The next chunk (or action step) can go on your list for tomorrow.
Remember to make these tasks appropriate to your situation.
For example, if you are a professional writer maybe you will spend 4 hours a day writing. If you are unemployed and looking for a job maybe you will send 100 resumes.
It can be useful when you are creating chunks to keep a “Projects” list independent of your to-do list. That way when the time goes to create your list for tomorrow, you can refer to that list to review the projects you are working on and can figure out what chunk to tackle tomorrow.
You can’t put the world on hold until your list for the day is finished. Emergencies will pop up.
When they do you have to handle them.
But as soon as things are under control, you need to return to your list.
It takes some discipline and some practice but this is doable. If so many emergencies are popping up that you can’t even get one thing done on your list you need to reevaluate what is an emergency. Once you start making forward progress there should be FEWER emergencies.
An ounce of prevention is worth a pound of cure.
If you are only able to consistently do 2, 3, 4, or 5 things from your list, start making shorter lists.
The accomplished feeling you get at the end of the day of finishing the list will help keep you motivated and moving forward.
One of the key parts of the legend is that Mr. Lee told them to do this at the end of their work day. We can infer that the list was ONLY for their jobs.
But there is no reason you couldn’t make a list of mixed personal and work tasks. Or you could make two separate lists. Three and three max would be my suggestion for this, but everyone’s life is different and you have to find what works for you.
What we want to avoid is any aspect of your life completely falling apart.

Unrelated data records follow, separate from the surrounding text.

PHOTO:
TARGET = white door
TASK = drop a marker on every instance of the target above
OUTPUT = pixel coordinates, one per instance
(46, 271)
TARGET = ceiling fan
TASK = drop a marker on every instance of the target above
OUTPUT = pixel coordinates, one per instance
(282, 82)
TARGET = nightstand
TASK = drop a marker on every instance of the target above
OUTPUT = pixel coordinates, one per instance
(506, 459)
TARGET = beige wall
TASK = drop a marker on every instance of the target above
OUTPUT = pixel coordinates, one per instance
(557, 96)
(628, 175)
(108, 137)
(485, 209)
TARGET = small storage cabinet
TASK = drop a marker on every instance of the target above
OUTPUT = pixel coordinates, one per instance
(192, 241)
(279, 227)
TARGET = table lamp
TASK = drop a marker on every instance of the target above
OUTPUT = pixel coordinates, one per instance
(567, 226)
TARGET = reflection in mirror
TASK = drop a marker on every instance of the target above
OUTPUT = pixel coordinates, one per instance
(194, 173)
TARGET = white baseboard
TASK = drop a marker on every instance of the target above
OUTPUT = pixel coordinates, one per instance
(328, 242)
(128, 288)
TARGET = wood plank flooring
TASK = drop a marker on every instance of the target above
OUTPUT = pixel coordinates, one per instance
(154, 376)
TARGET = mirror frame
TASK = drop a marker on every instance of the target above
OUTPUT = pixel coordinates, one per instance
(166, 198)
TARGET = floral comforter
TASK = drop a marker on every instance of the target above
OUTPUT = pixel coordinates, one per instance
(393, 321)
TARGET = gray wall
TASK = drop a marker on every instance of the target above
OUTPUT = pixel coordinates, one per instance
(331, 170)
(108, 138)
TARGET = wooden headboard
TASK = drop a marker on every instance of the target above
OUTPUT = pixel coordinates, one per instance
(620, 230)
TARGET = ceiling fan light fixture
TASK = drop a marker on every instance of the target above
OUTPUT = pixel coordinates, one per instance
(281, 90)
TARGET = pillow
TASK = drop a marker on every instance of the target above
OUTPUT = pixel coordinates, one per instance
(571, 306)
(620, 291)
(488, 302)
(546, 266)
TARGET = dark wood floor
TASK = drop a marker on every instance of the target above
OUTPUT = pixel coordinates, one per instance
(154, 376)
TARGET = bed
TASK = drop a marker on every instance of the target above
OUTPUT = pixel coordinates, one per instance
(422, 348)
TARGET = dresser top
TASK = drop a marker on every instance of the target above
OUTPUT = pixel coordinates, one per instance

Maybe that means 5 work tasks and 1 personal or maybe it means 5 personal and 1 work.
This is important because to really see the benefit of a system you have to keep using it for an extended period of time. If you are getting tons done on your career goals but haven’t gotten laundry done or gone grocery shopping something will have to give. When it does, you are likely to fall back into the old habit of managing instead of advancing.
So be sure to evaluate your list(s) periodically to ensure you stay on the “advancing” track. Your list(s) should reflect where you are in your life right now. There is a shifting balance that will change over time as you accomplish more and more. Stay mindful of what you want to accomplish in all realms of your life and plan your list accordingly so you keep the right balance.
Either a notebook or a digital file works great to make tracking happen. Personally, I am a fan of a Google doc, since you can always just add today’s date and start your new list at the top, and the past lists will keep moving down to the next page and the next page.
The exception to this is when you make it part of your bedtime ritual. Then I recommend a notebook, since pulling up a digital file at night tends to lead people to distractions (e.g. let me just check my email or Facebook one more time) that detract from the going-to-sleep process.
Some people claim that writing down your tasks before bed allows your subconscious mind to work on solutions to your tasks while you sleep. While I can’t prove or disprove this, it is an example of “nothing to lose, everything to gain” by trying it.
Unless of course you can’t find a way to get your list created before bed. Then schedule a time earlier (such as the end of your work day) that works for you.
The Ivy Lee method is an excellent system for creating a daily to-do list. You can make your first list today and get started with it tomorrow with no major changes to your lifestyle.
It is an excellent option to help you get things done and move you forward in both your personal and professional life.